Her surname I can track back to a non-fiction book I
wrote on the murder in Cape Town of a young woman called Anni Dewani. She was
on honeymoon in the city from the UK when she was shot and killed during a car
hijacking. There was lots of talk at the time that her husband, Shrien, had
contracted a hit on her. He went home to England before he could be arrested
but, eventually, he was extradited to stand trial. To everyone’s surprise he
was found not-guilty. Her name resonated for me and eventually, in a slightly
different form, I attached it to Zara.
One of the other aids I had in establishing Zara’s character was music.
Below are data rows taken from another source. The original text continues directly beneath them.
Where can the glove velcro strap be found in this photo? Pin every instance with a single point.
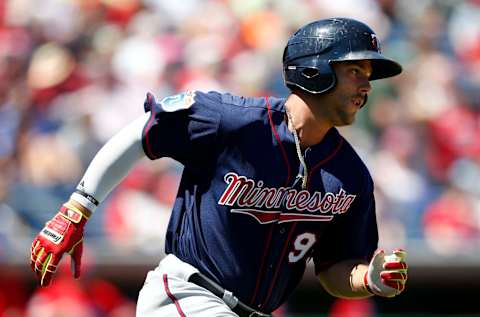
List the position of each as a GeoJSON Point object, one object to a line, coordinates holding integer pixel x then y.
{"type": "Point", "coordinates": [365, 282]}
{"type": "Point", "coordinates": [72, 213]}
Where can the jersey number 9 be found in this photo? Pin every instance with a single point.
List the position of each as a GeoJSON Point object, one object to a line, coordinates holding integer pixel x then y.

I don’t listen to music while I write but I do use it to “colour” a character. By that I mean it gives emotional substance to the character. In this instance, I had the “assistance” of a group called 4 Non Blondes. They had their time in the early 1990s but I have no recollection of listening to them then. Indeed, I have no idea how I came across the foursome. But whatever the lucky happenstance that led me to their songs, they were exactly what I needed, especially the three hits, “What's Up”, “Spaceman”, and “Dear Mr President”. Linda Perry, the lead singer, left the group and started a solo career in the mid-1990s and her album In Flight went to help my second book in the Zara Dewane series - Firing Line.
So Zara will be back in February 2027, always assuming I don’t get pulled over by some pissed-off Cape Town cops. But let’s not tempt fate.